Очевидно Уокера охватил один из тех припадков перемежающейся лихорадки, которые служат бичом западного берега; его посинелые щеки стали краснеть, глаза заблестели, и вдруг он начал стонать какую-то песню пронзительным голосом человека в бреду.

— Пойдемте, старина, мы уложим вас, — сказал доктор.

Мы отвели Уокера в его комнату, раздели и дали сильного успокаивающего средства; он заснул глубоким сном.

— Теперь он спокоен на всю ночь, — сказал доктор, когда мы вернулись к столу и снова наполнили стаканы. — То у него, то у меня делается лихорадка; к счастью, мы еще никогда не заболевали зараз. Мне было бы неприятно, если бы я сегодня свалился, потому что мне нужно решить одну маленькую загадку. Вы знаете, что я собираюсь переночевать в нашей мастерской?

— Да, знаю.

— Когда я говорю «ночевать», я подразумеваю «сторожить». На острове царит такой страх, что никто из туземцев не остается на берегу после заката солнца. Сегодня ночью я хочу узнать причину ужаса. Прежде туземный сторож спал в нашей бондарне, чтобы кто-нибудь не украл ободьев бочек. И вот шесть дней тому назад он исчез, и от него не осталось никаких следов. Это было странное событие; все челны были на местах, а в воде слишком много крокодилов, чтобы кто-нибудь решился плыть… Что сделалось с ним и каким образом он исчез с острова остается тайной. Мы с Уокером удивились, а чернокожие испугались, и странные рассказы о колдовстве начали ходить между ними. Но настоящая паника началась, когда на третью ночь исчез новый сторож.

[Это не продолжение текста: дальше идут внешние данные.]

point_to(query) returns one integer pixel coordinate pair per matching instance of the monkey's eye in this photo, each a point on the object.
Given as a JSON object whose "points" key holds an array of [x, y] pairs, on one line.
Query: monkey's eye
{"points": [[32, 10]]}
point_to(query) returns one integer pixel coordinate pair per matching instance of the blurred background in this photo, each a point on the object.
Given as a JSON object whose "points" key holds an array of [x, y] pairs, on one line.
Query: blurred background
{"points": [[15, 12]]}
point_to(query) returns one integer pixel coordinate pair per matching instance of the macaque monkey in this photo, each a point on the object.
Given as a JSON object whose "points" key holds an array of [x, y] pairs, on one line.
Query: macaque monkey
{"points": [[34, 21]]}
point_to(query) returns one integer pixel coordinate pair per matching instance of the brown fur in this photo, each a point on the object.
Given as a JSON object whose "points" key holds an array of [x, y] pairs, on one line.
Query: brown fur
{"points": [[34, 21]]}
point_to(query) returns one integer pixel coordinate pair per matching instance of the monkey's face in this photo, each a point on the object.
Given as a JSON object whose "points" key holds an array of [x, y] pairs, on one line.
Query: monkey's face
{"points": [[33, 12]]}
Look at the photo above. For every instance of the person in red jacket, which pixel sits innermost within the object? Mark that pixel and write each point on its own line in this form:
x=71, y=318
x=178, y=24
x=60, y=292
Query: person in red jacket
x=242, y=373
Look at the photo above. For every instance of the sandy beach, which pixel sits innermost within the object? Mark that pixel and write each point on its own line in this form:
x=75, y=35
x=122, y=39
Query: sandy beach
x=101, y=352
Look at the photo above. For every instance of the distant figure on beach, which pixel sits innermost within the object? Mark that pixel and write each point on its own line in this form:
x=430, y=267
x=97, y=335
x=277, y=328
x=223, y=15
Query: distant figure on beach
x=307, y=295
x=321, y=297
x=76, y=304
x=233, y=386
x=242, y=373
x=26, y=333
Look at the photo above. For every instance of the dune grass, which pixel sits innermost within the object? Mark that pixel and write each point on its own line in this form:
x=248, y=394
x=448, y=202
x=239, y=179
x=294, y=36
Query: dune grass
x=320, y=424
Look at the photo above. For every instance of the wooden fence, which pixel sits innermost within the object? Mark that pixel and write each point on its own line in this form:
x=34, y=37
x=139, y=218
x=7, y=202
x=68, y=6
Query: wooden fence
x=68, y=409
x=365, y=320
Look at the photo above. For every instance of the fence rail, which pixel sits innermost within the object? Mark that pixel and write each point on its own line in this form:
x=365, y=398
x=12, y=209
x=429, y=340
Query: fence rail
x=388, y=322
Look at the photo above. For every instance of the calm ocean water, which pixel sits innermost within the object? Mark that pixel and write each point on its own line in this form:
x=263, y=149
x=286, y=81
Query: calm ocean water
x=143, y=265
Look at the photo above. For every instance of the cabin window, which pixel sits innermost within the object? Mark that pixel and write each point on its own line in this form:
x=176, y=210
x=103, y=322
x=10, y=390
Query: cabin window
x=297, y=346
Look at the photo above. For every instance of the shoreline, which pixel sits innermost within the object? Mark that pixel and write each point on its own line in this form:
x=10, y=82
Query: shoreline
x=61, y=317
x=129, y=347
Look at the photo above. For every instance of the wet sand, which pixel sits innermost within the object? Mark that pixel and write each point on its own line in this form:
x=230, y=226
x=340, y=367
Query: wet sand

— Каким образом? — спросил я.

— Мы не только не знаем этого, но даже не можем составить более или менее правдоподобного предположения. Негры клянутся, что в нашу бочечную мастерскую является страшный демон. Желая спасти нашу станцию, мы должны успокоить их, и я нахожу, что лучшее средство для этого — переночевать в мастерской. Сегодня третья ночь, и я думаю, что событие должно произойти.

— И у вас нет никаких указаний? — спросил я.

— Совершенно никаких. Исчезли два негра, вот и все. Вторым был старый Али, назначенный охранять гавань. Я всегда считал его твердым, как скала, и нужно было сыграть с ним уж очень недобрую шутку, чтобы заставить его бежать.

— Мне кажется, — заметил я, — что этой загадкой может заняться не один человек, а побольше. Раз ваш друг, спящий от действия опия, ни в каком случае не будет в состоянии прийти вам на помощь, позвольте мне пробыть с вами эту ночь в вашей мастерской.